その頃、土日がちゃんと休めるかさえ直前までわからなかった。それくらい業務に追われていた。京都に着いてMの下宿に電話したものの ……、案の定つかまらなかった。仕方なく、よく行った一乗寺のパチンコ屋に車を停めて炉端焼き「京八」で飲むことにした。
「京八」のマスター、ママさんとは数年ぶりだった、お元気な声を聞くことができ、会社のことや仕事のことなどを話した。マスター、ママさんから「○○ちゃん!早よう京都支店に転勤にならはって交際費をうちでたくさん使こうてよ!」と言われた。
結局、その夜はパチンコ店の駐車場でシルビアで車中泊した。車に毛布だけは積んでいた。
翌朝、Mに連絡が取れた。特に観光地に行くわけでもなく、学生街をぶらぶらし大学の中を歩いたり、よく通った喫茶店に顔を出したりした。
Mに「麻雀したいねぇ~?」と言うとMは面子を探し始めた。Mの文学部大学院の友人一人が見つかった。もう一人がなかなか見つからなかった。午後3時頃 ……、部屋の外にあったMの下宿の電話が鳴った。Mが驚いた顔をして戻ってきた。
Mが私に言った。「○○!電話誰からやったと思う ……?なんとKやでっ!」と言った。私は「えっ!」と驚いた。
Kは同郷の友人で、飲み・麻雀の仲間である。経済学部(E1)から三井物産に進み、石炭部門に配属されていた。東京でもKとはよく遊びよく飲んだ。彼は本山ゼミのOB会でたまたま京都に来ていたらしい。千載一遇の面子の自模り方だった。場所は吉田神社そばの雀荘「イワタケ」になった。
この時の麻雀の結果は定かでない。ただ、混一色系の三倍満を聴牌ったものの感情的にリーチを掛けてしまい和了できなかった悔しい記憶が残っている。

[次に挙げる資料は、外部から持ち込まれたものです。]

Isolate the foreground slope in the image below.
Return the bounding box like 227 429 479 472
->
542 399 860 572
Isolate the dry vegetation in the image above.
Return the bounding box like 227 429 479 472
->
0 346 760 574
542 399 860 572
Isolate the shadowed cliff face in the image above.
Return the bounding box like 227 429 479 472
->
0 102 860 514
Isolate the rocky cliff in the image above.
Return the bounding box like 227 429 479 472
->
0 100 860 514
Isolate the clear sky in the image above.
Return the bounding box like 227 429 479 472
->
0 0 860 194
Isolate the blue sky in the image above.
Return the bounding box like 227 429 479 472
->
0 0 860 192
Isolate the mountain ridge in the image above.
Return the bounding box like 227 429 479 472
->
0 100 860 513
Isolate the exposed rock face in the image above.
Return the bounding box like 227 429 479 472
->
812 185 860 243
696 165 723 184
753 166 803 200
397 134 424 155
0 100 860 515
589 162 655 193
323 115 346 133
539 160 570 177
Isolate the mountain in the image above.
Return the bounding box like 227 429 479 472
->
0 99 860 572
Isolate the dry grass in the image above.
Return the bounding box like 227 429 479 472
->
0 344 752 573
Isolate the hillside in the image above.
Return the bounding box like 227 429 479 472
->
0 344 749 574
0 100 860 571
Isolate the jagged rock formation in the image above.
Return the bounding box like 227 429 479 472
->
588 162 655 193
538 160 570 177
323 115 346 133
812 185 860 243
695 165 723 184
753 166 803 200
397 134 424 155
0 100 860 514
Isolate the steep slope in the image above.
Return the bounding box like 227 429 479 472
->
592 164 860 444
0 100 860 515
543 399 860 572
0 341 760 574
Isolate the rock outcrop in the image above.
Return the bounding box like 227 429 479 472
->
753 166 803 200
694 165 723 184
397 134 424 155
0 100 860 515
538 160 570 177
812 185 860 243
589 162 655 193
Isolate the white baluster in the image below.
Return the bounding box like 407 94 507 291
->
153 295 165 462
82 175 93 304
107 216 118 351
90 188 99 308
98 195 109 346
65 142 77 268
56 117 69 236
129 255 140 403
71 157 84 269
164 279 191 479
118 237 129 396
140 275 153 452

その夜、Kと私はMの下宿に泊まり、Kは翌日新幹線で、私は車で東京に戻った。帰りの東名高速は東京に近づくにつれて渋滞し地獄を見た。寮に帰り着いたのは午前様だった。
雀荘「イワタケ」はネットによると閉店したらしい。私が在学中、京大の学園祭「11月祭」のパンフレットに「イワタケ」の広告が載っていた。その広告のキャッチコピーが記憶に残っている。「授業が済んだら ……、イワタケ!」。何とも嫌味な文言である。
Kとは、私が福岡にUターンしてからも親交が続いていたが、彼がオーストラリアに転勤になったことなどから疎遠になっていた。今春、教養部(E2)のグループLINEの中で、彼が昨年亡くなっていたことを知った。辛い話ではあるが、今はただご冥福をお祈りするばかりである。